By now, high school seniors have (hopefully) completed their college applications. Scores, grades, and letters of recommendation submitted, essays written, edited, and rewritten, application fees charged to the credit card — students are now left waiting for their acceptance. Or rejection.

Whether it’s a “reach,” “target,” or “safety” school, Amy Diluna says a rejected college application can be crushing to the teen applicant:

[T]o a teen who is presenting very personal information to strangers for evaluation for the first time, coming away with an intact spirit in the event of a rejection is easier said than done.

And many high school seniors are putting themselves out there now, as early decision and early action deadlines loom.

“To suggest that 16 and 17-year-olds aren’t going to take this to heart is unrealistic,” said Lisa Sohmer, director of college counseling at The Garden School in Queens, New York. “It is disappointing, and it is a rejection. And in high school, all of the rejections mean more.”

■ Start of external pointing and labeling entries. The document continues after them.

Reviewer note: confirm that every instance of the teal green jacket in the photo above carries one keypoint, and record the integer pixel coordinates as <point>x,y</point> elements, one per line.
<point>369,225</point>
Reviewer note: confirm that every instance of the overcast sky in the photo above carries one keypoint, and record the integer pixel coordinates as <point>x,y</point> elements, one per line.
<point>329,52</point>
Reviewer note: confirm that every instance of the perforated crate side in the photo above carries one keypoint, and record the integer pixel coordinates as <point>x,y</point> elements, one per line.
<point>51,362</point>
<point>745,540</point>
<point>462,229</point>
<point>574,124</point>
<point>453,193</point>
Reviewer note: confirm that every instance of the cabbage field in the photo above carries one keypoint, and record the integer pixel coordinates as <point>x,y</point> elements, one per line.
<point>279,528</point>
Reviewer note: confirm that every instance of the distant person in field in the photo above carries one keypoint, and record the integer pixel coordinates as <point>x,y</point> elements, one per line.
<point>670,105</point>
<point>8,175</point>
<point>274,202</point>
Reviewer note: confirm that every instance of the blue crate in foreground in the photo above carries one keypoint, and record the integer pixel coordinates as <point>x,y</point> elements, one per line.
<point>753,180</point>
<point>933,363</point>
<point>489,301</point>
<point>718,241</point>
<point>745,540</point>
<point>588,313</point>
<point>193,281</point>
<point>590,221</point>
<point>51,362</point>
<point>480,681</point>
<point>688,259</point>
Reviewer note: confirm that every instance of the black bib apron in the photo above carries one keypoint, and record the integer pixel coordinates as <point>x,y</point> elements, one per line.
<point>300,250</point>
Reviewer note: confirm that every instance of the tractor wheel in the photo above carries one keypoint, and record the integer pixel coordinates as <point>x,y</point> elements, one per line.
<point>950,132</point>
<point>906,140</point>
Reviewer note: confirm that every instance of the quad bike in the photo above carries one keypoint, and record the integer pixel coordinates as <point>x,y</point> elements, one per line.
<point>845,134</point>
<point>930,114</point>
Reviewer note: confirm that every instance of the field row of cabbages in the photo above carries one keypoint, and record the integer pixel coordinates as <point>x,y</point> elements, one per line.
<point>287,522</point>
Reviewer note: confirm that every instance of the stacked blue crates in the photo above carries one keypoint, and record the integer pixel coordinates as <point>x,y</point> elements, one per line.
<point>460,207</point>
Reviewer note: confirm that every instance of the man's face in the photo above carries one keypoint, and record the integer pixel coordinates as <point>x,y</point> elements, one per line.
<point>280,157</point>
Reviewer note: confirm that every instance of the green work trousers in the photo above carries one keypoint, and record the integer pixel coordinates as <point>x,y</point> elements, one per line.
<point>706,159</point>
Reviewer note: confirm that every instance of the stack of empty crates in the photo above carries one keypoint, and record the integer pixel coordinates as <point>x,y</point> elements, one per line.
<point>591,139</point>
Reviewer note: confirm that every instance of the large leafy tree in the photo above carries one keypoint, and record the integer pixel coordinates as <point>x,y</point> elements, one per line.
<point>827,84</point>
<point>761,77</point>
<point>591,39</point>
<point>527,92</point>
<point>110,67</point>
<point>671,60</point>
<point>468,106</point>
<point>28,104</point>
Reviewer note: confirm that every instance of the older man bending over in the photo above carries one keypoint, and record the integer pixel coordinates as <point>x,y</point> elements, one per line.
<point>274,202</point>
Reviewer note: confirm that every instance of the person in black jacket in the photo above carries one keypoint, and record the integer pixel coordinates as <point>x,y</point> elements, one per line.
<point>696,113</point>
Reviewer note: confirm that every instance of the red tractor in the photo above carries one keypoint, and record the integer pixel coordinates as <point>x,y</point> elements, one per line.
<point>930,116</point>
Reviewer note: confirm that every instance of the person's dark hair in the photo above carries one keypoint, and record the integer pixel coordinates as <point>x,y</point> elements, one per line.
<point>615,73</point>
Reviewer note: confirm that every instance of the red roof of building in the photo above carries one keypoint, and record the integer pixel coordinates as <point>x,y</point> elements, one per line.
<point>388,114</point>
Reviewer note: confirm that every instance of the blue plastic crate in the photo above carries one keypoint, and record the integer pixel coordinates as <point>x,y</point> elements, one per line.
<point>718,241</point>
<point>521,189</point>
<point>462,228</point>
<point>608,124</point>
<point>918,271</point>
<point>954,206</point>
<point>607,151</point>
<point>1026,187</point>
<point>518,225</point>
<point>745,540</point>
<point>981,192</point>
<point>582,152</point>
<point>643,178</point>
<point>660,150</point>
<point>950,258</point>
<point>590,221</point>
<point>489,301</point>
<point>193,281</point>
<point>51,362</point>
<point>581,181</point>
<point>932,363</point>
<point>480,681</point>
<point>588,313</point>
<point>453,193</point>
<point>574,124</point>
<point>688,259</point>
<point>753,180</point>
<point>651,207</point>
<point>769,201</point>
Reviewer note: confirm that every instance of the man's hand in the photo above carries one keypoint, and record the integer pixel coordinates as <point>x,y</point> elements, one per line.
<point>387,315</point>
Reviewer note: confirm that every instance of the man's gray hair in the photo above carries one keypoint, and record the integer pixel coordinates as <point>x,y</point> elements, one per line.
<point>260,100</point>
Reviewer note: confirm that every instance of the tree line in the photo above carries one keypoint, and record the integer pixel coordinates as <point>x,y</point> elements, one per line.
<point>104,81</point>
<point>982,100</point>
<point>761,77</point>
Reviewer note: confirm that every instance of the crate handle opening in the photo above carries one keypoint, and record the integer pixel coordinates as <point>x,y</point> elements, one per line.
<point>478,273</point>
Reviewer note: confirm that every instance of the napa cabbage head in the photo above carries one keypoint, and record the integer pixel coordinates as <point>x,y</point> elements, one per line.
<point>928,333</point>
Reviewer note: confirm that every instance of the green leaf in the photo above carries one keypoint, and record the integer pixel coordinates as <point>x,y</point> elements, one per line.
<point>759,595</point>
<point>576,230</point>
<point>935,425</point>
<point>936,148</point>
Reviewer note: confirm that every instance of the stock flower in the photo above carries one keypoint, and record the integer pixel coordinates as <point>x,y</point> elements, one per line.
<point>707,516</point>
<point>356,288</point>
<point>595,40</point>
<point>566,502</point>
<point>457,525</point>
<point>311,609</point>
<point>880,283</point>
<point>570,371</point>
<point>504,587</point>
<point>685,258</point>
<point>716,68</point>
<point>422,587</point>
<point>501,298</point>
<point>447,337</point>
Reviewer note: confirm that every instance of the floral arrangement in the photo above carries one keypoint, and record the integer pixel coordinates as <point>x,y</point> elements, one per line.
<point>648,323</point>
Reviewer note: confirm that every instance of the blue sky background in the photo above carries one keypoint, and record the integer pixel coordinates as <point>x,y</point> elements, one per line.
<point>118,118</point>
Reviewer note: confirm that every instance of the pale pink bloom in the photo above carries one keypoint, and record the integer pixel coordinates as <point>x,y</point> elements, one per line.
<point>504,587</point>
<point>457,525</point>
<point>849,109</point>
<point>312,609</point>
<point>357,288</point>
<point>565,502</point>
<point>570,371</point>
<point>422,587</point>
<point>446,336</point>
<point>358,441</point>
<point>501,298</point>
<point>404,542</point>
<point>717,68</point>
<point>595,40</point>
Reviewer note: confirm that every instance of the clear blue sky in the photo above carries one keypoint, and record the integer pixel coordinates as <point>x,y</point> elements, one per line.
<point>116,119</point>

As colleges become more selective than ever, thanks to an ever-growing pool of applicants to each program, high schoolers should certainly steel themselves for some tough emotions.

 

Dilute talks to experts who advise parents to chill (your student will work through the rejection, realize that life goes on, and get over it), and students to stay off very public social media sites (posting too much will only lead to increased attention and embarrassment over the rejection). Keeping a bit of perspective and knowing that the application rather than the person was rejected can help:

“These highly selective, highly competitive schools couldn’t possibly take all the qualified applicants,” Sohmer said. “Being denied at one of these schools does not mean the student is not qualified, does not mean they couldn’t do the work there, and be really successful there. But they simply, because the supply of qualified kids is too high for them to accommodate, have to start looking at things other than pure academic qualifications.”

 

Admission to your number one choice, Diluna says, is sometimes like winning the Powerball:

“When only 1 in 10 or 1 in 20 applicants get admitted, it is closer to a lottery,” said Jim Jump, director of college counseling at St. Christopher’s School in Virginia. “As a counselor, my advice to students and parents mirrors the Serenity Prayer. Focus and worry about the things over which you control, and not over those you don’t. Getting into a particular school is one of those.”

 

Most of all, these experts say, stay positive! Your student has done a lot of hard work in school and through the application process. There are always options which will work out well if your child is ready to move forward rather than dwell on the rejection. The next big opportunity may be right around the corner, and the optimist — the one with an open mind — will probably be the first to grab it!